Она обвиняла сестер, что те кладут ей слишком маленькие порции, потому что видела только полтарелки.
Ей и в голову не приходило, что у тарелки есть левая сторона. Она не могла повернуть голову налево, чтобы в поле зрения попала левая часть тарелки, — тогда она заказала вращающееся кресло, и ей приходилось делать один оборот вокруг себя направо, чтобы доехать по кругу до оставшейся половины блюда и съесть... половину от половины. Дама чувствовала себя инвалидом? Нисколько. В ее системе координат «левой стороны» не существовало.
Ведь отрицать то, чего не видишь, естественно. Протестовать против того, что не находит отражения в твоей карте мозга, — нормально. Наблюдать, как все восхищаются тем, что в твоей системе чувств не находит отражения, — обидно. Что это вы хотите сказать, доктор, что со мной что-то не так?! С какой стати?! Раз у меня нет такого опыта — значит, «так не бывает»!
«Манилов? Не знаю такого помещика. Нет такого помещика!»
Не знаю — стало быть, нет! Вот интеллектуальный кодекс обывателя.
В 1925 году была написана работа, которая могла бы быть написана только в 1925 году (потому что уже появилось новое искусство, но еще не случился Гитлер), эта работа называется «Дегуманизация искусства», написал ее испанский философ Ортега-и-Гассет. В наши дни текст этот, конечно, уже не мог бы быть написан, хотя бы потому, что философ шовинистически делит людей на касты по признаку художественной воприимчивости.

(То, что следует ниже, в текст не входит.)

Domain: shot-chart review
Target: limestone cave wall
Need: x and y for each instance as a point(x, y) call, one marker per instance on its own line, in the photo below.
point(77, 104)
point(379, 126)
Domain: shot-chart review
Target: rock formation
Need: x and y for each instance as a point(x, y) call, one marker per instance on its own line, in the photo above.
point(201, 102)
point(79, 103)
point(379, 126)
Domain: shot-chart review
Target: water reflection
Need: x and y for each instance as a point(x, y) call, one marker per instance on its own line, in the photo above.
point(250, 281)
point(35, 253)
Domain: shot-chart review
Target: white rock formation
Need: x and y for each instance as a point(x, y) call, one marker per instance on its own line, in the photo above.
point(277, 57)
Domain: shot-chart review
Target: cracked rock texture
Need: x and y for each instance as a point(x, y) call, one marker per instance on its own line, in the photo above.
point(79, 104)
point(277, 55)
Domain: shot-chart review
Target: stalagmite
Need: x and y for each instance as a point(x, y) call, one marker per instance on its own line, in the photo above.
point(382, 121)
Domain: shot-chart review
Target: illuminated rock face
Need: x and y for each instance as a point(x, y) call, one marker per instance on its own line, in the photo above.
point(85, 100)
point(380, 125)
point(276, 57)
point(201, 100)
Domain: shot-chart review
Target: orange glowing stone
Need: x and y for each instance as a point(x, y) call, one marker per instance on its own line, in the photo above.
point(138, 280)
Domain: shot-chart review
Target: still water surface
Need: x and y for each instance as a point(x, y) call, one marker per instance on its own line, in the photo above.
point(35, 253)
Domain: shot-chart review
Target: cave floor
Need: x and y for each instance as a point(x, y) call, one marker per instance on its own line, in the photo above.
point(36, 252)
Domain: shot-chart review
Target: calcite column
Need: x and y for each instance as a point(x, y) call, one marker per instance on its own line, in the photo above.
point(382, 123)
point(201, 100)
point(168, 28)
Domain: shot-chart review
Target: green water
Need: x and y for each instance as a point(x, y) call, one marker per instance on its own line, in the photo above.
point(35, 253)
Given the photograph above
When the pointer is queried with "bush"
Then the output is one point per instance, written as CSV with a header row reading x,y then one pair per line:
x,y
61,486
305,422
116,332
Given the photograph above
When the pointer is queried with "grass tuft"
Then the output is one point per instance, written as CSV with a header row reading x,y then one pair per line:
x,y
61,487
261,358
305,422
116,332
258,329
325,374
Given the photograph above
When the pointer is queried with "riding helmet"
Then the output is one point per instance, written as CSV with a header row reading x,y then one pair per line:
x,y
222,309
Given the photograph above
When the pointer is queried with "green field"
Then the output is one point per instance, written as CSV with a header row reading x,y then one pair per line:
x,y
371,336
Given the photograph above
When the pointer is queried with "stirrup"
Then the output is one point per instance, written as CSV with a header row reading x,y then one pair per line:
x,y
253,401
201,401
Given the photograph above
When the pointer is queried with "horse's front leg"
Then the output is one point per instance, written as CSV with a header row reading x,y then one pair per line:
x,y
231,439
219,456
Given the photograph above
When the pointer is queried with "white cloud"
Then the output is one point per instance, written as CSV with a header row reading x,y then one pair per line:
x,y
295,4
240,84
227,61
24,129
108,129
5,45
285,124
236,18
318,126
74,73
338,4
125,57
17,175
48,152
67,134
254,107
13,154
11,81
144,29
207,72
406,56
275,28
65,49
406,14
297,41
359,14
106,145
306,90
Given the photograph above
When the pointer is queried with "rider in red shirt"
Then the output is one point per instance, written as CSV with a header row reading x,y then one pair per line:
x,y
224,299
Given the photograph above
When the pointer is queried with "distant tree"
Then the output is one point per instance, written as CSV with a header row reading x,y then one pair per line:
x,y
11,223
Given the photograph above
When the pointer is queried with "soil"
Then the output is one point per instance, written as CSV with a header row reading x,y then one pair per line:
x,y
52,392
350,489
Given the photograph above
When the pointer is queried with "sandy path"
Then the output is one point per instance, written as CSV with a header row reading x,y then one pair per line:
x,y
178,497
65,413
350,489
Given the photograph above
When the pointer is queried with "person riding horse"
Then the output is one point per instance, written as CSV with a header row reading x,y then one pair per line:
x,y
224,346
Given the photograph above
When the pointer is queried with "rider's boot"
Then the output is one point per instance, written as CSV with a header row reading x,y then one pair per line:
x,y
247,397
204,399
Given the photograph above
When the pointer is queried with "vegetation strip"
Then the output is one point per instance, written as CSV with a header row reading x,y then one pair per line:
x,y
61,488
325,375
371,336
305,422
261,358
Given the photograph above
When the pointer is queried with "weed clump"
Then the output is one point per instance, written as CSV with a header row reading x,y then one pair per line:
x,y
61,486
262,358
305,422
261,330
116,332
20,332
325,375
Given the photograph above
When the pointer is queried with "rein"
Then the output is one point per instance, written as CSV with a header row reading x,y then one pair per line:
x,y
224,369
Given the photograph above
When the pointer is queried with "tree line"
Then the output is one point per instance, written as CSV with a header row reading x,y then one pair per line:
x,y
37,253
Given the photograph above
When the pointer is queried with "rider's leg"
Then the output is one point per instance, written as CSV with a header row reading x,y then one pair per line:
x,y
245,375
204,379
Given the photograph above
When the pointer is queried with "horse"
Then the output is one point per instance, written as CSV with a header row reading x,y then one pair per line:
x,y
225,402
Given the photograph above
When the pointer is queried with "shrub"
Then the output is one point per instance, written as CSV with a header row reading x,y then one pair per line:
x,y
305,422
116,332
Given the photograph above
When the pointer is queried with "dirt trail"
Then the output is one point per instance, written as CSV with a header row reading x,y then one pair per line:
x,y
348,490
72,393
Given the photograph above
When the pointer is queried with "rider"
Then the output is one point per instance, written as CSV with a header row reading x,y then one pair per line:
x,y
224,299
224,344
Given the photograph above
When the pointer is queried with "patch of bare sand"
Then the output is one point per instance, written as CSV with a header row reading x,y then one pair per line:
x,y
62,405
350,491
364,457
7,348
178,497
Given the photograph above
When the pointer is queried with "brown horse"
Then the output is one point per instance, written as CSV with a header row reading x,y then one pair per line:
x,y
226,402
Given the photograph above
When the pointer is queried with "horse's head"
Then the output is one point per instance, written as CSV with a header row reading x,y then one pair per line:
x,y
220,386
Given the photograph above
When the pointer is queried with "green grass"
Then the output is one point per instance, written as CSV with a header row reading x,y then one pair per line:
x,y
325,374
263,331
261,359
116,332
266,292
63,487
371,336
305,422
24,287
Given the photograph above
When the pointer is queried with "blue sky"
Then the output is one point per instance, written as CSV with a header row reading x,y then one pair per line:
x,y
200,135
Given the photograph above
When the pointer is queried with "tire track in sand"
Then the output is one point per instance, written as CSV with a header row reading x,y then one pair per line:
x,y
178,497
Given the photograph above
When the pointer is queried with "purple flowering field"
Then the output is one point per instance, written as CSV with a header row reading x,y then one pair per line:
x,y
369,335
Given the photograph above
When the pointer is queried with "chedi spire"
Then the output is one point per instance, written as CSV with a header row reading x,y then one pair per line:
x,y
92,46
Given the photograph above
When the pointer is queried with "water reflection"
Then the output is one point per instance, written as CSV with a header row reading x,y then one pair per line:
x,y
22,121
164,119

С 1930–1940-х годов просвещенный мир забоялся рассуждать на темы о врожденном неравенстве людей.
Но вернемся же на секунду в тот мир непуганых, мир, не знавший газовых камер, где интеллектуалы так запросто могли позволить себе быть духовными шовинистами, объявив войну обывателям. «Под поверхностью всей современной жизни кроется глубочайшая и возмутительнейшая неправда — ложный постулат равенства людей. В общении с людьми на каждом шагу убеждаешься в противоположном».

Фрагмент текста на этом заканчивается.